Natural disasters like the Haiti earthquake and the Japanese earthquake and tsunami have made people more aware of the geologic forces that shape the planet. No doubt some of us from the West Coast — and perhaps other parts of the country — have been part of earthquake drills. Wisconsin, however, seems remote from any of this geologic action. Yet geology influences our lives in many very subtle ways, and for the geologists on campus, there’s even a geologic story in our buildings!
Let me take you on a tour of campus where you can see diverse geology. The cream-colored rock that you see on the outside of the Warch Campus Center is called dolostone. This rock type is in many parts of Wisconsin, particularly along the Niagaran Escarpment, which includes High Cliff State Park — familiar to many intro geology students. This dolostone is a sedimentary carbonate rock formed in warm, shallow seas hundreds of millions of years ago when Wisconsin was in the tropics. Dolostone is probably the most common rock on campus, featured not only at the WCC, but also on the exteriors of Youngchild Hall, Main Hall, Hiett Hall and the quad buildings.

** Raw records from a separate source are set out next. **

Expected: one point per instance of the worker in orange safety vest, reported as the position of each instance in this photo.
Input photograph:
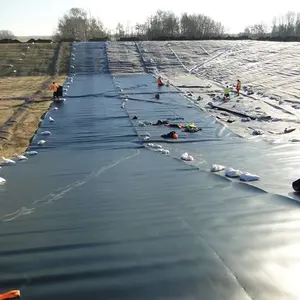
(238, 87)
(53, 87)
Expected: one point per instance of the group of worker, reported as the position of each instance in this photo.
(54, 88)
(226, 91)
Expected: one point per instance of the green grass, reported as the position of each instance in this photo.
(24, 39)
(32, 59)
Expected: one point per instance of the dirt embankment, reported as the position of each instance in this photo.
(24, 99)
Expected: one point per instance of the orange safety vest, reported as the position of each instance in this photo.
(54, 87)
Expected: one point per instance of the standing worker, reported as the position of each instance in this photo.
(53, 88)
(226, 92)
(159, 82)
(238, 87)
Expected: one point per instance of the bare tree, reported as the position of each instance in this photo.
(6, 34)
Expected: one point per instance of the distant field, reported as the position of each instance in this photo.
(36, 37)
(32, 59)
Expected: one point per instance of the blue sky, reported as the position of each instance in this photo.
(33, 17)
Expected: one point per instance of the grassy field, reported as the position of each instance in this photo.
(34, 65)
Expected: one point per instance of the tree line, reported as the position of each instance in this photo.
(284, 28)
(78, 25)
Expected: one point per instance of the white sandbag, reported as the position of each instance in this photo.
(232, 173)
(41, 142)
(157, 146)
(249, 177)
(185, 156)
(30, 153)
(46, 133)
(217, 168)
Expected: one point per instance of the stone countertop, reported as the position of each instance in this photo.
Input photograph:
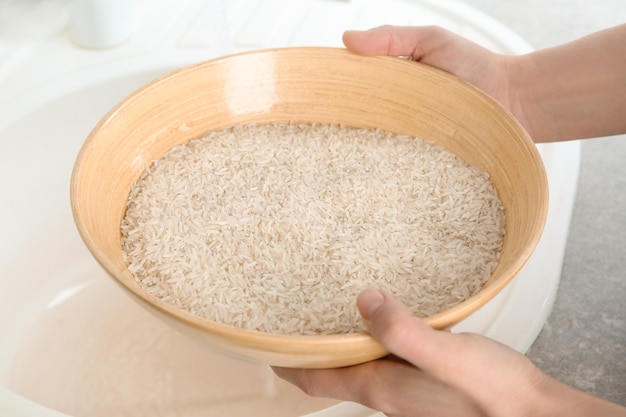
(584, 341)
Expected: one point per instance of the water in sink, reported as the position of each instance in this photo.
(71, 339)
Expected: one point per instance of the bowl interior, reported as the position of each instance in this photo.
(309, 85)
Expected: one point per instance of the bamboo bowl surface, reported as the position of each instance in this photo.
(307, 85)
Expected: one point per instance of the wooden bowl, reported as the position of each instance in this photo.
(310, 85)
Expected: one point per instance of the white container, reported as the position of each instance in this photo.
(101, 23)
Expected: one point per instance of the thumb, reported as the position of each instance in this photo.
(397, 329)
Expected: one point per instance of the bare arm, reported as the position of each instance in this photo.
(576, 90)
(444, 374)
(571, 91)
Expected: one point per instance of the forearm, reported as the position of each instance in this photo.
(561, 400)
(576, 90)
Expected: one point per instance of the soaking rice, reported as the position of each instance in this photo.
(278, 228)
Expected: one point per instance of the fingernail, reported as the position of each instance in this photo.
(369, 302)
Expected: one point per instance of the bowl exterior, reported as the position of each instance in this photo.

Now, if you walk inside of Warch you may be distracted by the general splendor of the spring sunlight, the smell of the café or just rushing down to Andrew Commons to grab some food. However, some of us will take the time to walk inside of Warch and look down. The tiles on the floor of the campus center are made of phyllite. This is a metamorphosed version of shale — mudstone — which initially formed from tiny clay particles but is transformed through high pressure/temperature conditions during mountain building into much tougher rock. We’re not sure where this particular phyllite comes from, but it represents the roots of an ancient mountain belt!

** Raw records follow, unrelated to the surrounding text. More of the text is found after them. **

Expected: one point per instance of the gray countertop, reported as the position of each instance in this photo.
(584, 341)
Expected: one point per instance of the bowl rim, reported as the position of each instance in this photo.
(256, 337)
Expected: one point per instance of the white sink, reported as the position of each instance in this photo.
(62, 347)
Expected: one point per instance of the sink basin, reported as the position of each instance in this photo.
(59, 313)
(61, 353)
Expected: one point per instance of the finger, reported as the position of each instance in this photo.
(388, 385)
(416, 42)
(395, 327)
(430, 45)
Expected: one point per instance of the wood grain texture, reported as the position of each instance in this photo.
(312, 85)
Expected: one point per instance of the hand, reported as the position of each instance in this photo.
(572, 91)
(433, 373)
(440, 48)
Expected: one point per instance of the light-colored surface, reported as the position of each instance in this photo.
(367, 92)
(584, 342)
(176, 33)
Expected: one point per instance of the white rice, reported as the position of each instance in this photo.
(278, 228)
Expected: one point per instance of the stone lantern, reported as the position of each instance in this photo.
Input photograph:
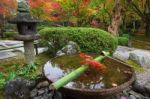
(26, 26)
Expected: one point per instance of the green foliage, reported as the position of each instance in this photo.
(2, 80)
(90, 40)
(10, 33)
(123, 41)
(25, 72)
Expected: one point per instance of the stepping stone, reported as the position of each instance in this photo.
(4, 55)
(141, 57)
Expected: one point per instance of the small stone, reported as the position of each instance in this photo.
(17, 88)
(43, 84)
(33, 93)
(132, 97)
(41, 91)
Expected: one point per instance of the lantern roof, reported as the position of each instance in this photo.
(23, 15)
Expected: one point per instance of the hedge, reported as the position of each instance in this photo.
(123, 41)
(90, 40)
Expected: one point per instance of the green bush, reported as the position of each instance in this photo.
(10, 33)
(123, 41)
(90, 40)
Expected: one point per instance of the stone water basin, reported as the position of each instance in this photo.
(93, 84)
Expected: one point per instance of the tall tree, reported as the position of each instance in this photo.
(7, 9)
(142, 9)
(116, 18)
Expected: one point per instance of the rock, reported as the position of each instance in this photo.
(122, 53)
(43, 84)
(33, 93)
(41, 91)
(69, 49)
(142, 83)
(141, 57)
(132, 97)
(17, 89)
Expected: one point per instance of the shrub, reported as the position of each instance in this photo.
(10, 33)
(123, 41)
(90, 40)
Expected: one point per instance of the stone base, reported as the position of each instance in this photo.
(27, 37)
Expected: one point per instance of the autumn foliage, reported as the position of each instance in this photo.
(45, 9)
(7, 7)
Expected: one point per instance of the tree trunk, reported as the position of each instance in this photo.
(147, 29)
(116, 18)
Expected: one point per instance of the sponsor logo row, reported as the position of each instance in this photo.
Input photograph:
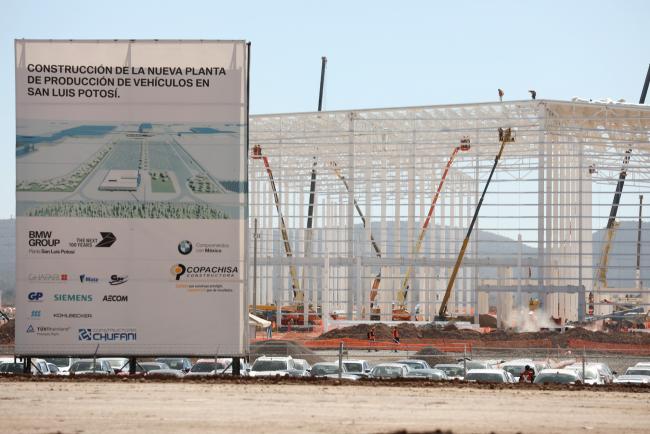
(87, 334)
(38, 296)
(113, 279)
(45, 242)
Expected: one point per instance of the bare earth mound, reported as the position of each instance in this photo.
(279, 347)
(429, 331)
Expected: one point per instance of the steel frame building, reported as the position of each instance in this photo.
(537, 233)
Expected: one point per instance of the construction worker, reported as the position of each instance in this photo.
(395, 336)
(527, 376)
(371, 336)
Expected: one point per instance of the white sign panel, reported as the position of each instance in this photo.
(130, 197)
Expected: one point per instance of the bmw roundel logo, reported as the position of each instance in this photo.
(184, 247)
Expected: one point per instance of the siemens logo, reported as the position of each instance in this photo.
(73, 297)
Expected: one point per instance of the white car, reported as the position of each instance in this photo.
(591, 375)
(118, 364)
(516, 367)
(558, 376)
(206, 367)
(303, 366)
(494, 375)
(91, 367)
(389, 370)
(63, 363)
(331, 370)
(454, 371)
(638, 370)
(274, 366)
(632, 379)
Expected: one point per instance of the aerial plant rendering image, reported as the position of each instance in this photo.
(360, 217)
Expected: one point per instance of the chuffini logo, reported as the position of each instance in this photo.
(107, 239)
(178, 270)
(185, 247)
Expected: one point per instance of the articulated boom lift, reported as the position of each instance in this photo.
(612, 225)
(298, 294)
(375, 311)
(505, 136)
(402, 313)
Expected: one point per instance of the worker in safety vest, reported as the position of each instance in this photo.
(395, 336)
(371, 336)
(527, 376)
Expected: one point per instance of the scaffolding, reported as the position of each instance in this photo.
(539, 234)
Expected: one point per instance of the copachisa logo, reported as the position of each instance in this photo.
(116, 279)
(185, 247)
(178, 270)
(203, 271)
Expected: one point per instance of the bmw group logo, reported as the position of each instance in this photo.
(184, 247)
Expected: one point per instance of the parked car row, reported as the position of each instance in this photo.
(468, 370)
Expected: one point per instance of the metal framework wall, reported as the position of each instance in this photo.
(535, 229)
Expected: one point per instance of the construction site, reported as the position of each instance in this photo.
(525, 210)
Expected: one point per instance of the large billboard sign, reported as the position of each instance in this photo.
(131, 197)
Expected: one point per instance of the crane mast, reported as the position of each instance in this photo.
(374, 289)
(505, 136)
(612, 225)
(298, 294)
(403, 292)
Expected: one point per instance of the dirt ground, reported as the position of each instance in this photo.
(171, 407)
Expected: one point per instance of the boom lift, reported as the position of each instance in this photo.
(298, 294)
(601, 276)
(612, 225)
(401, 313)
(375, 311)
(505, 136)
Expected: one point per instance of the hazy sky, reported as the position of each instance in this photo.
(380, 53)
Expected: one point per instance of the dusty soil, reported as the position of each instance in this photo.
(250, 407)
(428, 331)
(279, 347)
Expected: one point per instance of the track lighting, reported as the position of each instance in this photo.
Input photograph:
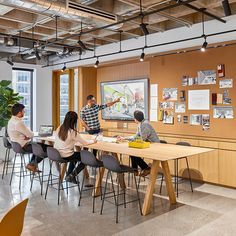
(204, 46)
(64, 67)
(37, 55)
(9, 61)
(143, 27)
(226, 7)
(142, 56)
(96, 63)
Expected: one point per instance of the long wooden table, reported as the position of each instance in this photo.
(158, 153)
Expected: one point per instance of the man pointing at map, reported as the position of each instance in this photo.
(89, 114)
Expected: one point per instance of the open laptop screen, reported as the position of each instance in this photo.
(46, 130)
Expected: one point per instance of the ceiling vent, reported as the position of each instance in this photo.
(87, 11)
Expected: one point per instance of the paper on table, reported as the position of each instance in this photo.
(154, 88)
(154, 103)
(153, 115)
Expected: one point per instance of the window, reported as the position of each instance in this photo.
(22, 84)
(64, 96)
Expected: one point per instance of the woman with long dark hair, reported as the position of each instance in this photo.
(66, 137)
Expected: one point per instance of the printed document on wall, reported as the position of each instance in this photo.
(199, 99)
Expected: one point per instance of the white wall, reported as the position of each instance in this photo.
(42, 89)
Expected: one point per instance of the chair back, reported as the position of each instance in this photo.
(38, 150)
(183, 143)
(6, 143)
(111, 163)
(13, 221)
(88, 158)
(54, 155)
(163, 141)
(17, 147)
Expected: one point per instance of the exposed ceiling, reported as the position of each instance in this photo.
(29, 24)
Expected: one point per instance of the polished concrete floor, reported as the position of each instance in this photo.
(210, 210)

Another rock with a dramatic history forms the floor of Steitz Hall atrium: gabbro. Gabbro is a dark, coarse-grained, intrusive igneous rock. This rock formed as a large magmatic mass that cooled slowly in the earth’s crust. The size of the grains reflects the long cooling time of the rock — it takes time for crystals to grow that big.
Once you get in the habit of looking at the floor and walking up to walls, you’ll discover that there are other beautiful rocks around campus, like the granite outside the landing of Memorial Hall and the fossiliferous limestone in the bathrooms inside that building. Then you will have to admit that you too are a rock geek!